Uma verificação ulterior e mais precisa poderá ser extraída da fase sinodal em andamento, desde que a eventual criatividade seja antes de tudo acolhida no plano local e a narrativa não se dissolva nos desiderata. A insídia do belo documento sem consequências é constante. O que em relação ao Evangelho é sempre verdadeiro, hoje tem um novo valor. Perceber sua diferença torna-se essencial.

Entender o estilhaçar-se do cristianismo

Do ponto de vista histórico, seria necessário retomar o fio condutor do que aconteceu nas 1960 e 1970 - le christianisme éclaté, sugeria Michel de Certeau cinquenta anos atrás, com um diagnóstico que ia além o contexto original francês. A ruptura da tradição não atinge apenas aqueles que deixaram o perímetro da igreja, mas também aqueles que permaneceram, especialmente se ancorados em módulos em vias de dissolução.

Para entender isso, seria útil entender o que realmente acontece na transmissão da fé a partir das gerações mais jovens e das mulheres. Armando Matteo tentou fazê-lo cerca de dez anos atrás, mas o que era um estímulo à pesquisa e à compreensão tornou -se quase um incômodo, eventualmente substituído por algo mais tranquilizador. As investigações talvez não cheguem aos pontos cruciais, mas, se bem conduzidas e abrangentes, podem ajudar a circunscrevê-los, desde que passem pelo confronto e pelo debate aberto.

O nosso tempo, o mais recente, tornou-se em muitos aspectos impermeável ao poder do Evangelho e não é alheio a uma inquietante e irreprimível questão apocalíptica (Lc 18,8); por outro lado, há algo de inadequado na forma de apresentá-la e propô-la, não tanto no plano catequético e doutrinal, mas sim na forma de vida em que se deveria encarnar.

De Certeau se propunha a tratar a respeito, transformando a ruptura em uma "ruptura instauradora". Somente o reconhecimento da ruptura, na sua extensão e nas suas implicações, pode permitir a instauração – que agora tem de enfrentar as mudanças induzidas pela razão digital, que introduzem formas agudas de dessimbolização e desinstitucionalização.

A pesquisa começou

Nesta pesquisa não se começa do zero, há esboços oferecidos por meditações respeitadas. Podemos apontar duas. Timothy Radcliffe nos convida de forma tão pacata quanto exigente a Accendere l’immaginazione (Acender a imaginação, em tradução livre, Emi 2021), para “escapar da reclusão para buscar ar puro” e “estar vivos em Deus”. O desafio joga-se na imaginação e em imaginar o real, mesmo aquele eclesial. Sem imaginação, o talento acaba intacto e morto enterrado.
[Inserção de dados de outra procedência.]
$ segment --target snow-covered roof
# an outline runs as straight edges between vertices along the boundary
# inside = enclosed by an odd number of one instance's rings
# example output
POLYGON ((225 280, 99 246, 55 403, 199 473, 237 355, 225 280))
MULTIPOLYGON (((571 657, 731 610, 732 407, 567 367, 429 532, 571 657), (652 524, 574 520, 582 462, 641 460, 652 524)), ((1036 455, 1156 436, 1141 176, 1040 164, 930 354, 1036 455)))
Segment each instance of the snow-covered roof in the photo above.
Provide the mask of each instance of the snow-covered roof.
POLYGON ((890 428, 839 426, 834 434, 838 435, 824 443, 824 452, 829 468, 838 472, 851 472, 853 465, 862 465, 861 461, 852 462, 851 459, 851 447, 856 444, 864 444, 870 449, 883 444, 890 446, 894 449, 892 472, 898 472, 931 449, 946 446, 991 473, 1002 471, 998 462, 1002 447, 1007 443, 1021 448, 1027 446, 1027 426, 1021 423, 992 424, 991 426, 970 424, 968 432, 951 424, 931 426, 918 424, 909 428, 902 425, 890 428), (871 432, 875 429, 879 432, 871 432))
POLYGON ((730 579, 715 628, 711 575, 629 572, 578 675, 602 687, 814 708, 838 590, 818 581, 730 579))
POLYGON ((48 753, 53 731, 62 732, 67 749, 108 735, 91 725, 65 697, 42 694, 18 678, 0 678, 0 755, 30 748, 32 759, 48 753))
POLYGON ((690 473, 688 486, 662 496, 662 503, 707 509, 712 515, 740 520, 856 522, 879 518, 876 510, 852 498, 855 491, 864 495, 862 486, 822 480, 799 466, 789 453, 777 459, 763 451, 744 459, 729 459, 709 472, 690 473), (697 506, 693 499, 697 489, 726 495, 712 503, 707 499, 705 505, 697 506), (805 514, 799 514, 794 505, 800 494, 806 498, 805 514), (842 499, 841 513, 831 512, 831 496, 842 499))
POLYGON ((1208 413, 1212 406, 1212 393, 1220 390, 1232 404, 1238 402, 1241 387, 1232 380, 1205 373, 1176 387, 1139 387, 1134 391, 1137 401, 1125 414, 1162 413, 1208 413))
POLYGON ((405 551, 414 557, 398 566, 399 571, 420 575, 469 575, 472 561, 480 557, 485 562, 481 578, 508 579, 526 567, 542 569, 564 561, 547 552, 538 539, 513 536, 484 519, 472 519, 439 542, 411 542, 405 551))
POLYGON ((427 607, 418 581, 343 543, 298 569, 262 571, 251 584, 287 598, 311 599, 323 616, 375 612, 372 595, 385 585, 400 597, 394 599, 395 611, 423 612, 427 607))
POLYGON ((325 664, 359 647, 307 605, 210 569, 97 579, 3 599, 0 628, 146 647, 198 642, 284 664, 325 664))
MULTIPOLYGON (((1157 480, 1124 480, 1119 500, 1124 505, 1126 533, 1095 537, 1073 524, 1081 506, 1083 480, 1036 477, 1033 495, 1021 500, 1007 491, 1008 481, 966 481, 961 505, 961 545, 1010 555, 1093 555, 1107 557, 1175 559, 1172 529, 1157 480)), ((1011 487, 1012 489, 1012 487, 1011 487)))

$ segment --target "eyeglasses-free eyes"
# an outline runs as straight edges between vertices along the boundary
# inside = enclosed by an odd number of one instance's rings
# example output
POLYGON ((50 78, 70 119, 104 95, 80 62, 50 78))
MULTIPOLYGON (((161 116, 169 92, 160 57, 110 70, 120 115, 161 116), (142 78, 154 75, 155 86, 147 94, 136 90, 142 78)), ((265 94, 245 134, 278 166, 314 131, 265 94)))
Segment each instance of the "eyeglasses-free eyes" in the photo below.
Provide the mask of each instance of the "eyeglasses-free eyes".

Em uma orientação mais exigente move-se a extrema reflexão de Maurice Bellet, com Il Messia Crocifisso. Scandalo e follia (O Messias crucificado. Escândalo e loucura, em tradução livre, Queriniana 2022), na tentativa de dizer e viver a mensagem do Evangelho de uma forma nova, por caminhos não trilhadas e de difícil acesso. Embora de maneira diferente, o Evangelho, escândalo e loucura, sabedoria e força, era inatual tanto em Corinto em 53/54 d. C. quanto hoje, tanto fora como dentro da comunidade cristã.